December 11, 2012
On 11-12-2012 20:09, Dmitry Olshansky wrote:
> 12/11/2012 4:04 AM, Alex Rønne Petersen пишет:
>> http://xtzgzorex.wordpress.com/2012/12/11/array-slices-and-interior-pointers/
>>
>>
>>
>> Destroy.
>>
>
> Aside from the fact that I can use slices without GC just fine? :)
> The base pointers would then be either counted, released manually or
> implicitly as part of stack unwinding.

Yes, in theory. But that's not how most idiomatic D code written today works.

>
> I personally think that managed VMs are going to have to emulate slices
> and pointers as an array object + one or pair of offsets. In fact it
> could be implemented as an abstract object with implementation depending
> on where you did get that pointer from.
>


-- 
Alex Rønne Petersen
alex@lycus.org
http://lycus.org
December 11, 2012
12/11/2012 11:23 PM, Alex Rønne Petersen пишет:
> On 11-12-2012 20:09, Dmitry Olshansky wrote:
>> 12/11/2012 4:04 AM, Alex Rønne Petersen пишет:
>>> http://xtzgzorex.wordpress.com/2012/12/11/array-slices-and-interior-pointers/
>>>
>>>
>>>
>>>
>>> Destroy.
>>>
>>
>> Aside from the fact that I can use slices without GC just fine? :)
>> The base pointers would then be either counted, released manually or
>> implicitly as part of stack unwinding.
>
> Yes, in theory. But that's not how most idiomatic D code written today
> works.
>

I'd mention that the most of idiomatic D code is agnostic with respect to the origin of slice. The major reason to use slices is to avoid allocations and thus the allocation scheme is not important up to the point of explicit copy.

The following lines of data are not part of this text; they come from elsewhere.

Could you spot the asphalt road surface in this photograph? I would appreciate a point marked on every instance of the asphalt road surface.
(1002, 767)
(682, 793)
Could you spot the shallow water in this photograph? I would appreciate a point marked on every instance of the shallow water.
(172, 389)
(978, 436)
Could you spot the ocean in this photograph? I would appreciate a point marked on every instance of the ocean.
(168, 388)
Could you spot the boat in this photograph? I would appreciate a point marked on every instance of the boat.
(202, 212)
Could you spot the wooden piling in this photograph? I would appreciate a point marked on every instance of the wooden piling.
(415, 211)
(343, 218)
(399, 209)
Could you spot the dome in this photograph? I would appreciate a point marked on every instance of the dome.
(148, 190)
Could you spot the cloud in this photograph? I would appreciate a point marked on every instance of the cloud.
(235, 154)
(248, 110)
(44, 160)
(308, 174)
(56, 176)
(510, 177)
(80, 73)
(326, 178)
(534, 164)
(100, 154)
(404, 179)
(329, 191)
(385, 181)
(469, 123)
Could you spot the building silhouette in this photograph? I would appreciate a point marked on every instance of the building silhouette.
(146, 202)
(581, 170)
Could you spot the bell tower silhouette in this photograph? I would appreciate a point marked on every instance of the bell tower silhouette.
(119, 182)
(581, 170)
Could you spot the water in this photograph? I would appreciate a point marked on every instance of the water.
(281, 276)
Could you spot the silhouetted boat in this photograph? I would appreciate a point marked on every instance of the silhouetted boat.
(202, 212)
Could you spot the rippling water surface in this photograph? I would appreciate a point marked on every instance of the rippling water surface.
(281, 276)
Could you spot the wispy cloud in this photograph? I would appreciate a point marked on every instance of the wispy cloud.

And at that point e.g. Phobos plays it safe and does everything that has to copy or incrementally build via GC. And it gets bashed for it every once in a while. To put simply it's because there is no concept of allocators in idiomatic D code _yet_.

And separating slices and allocation mechanism behind them is the key of usability of slices as they stand. If we add stuff that makes them 50% more bulky and helps only a certain scheme of GC memory allocation we are screwed.

Also what would direct operations with ptr field translate to in your scheme e.g.:
arr.ptr = arr.ptr+x;

where ptr+x is hidden by some function and not obvious to the compiler?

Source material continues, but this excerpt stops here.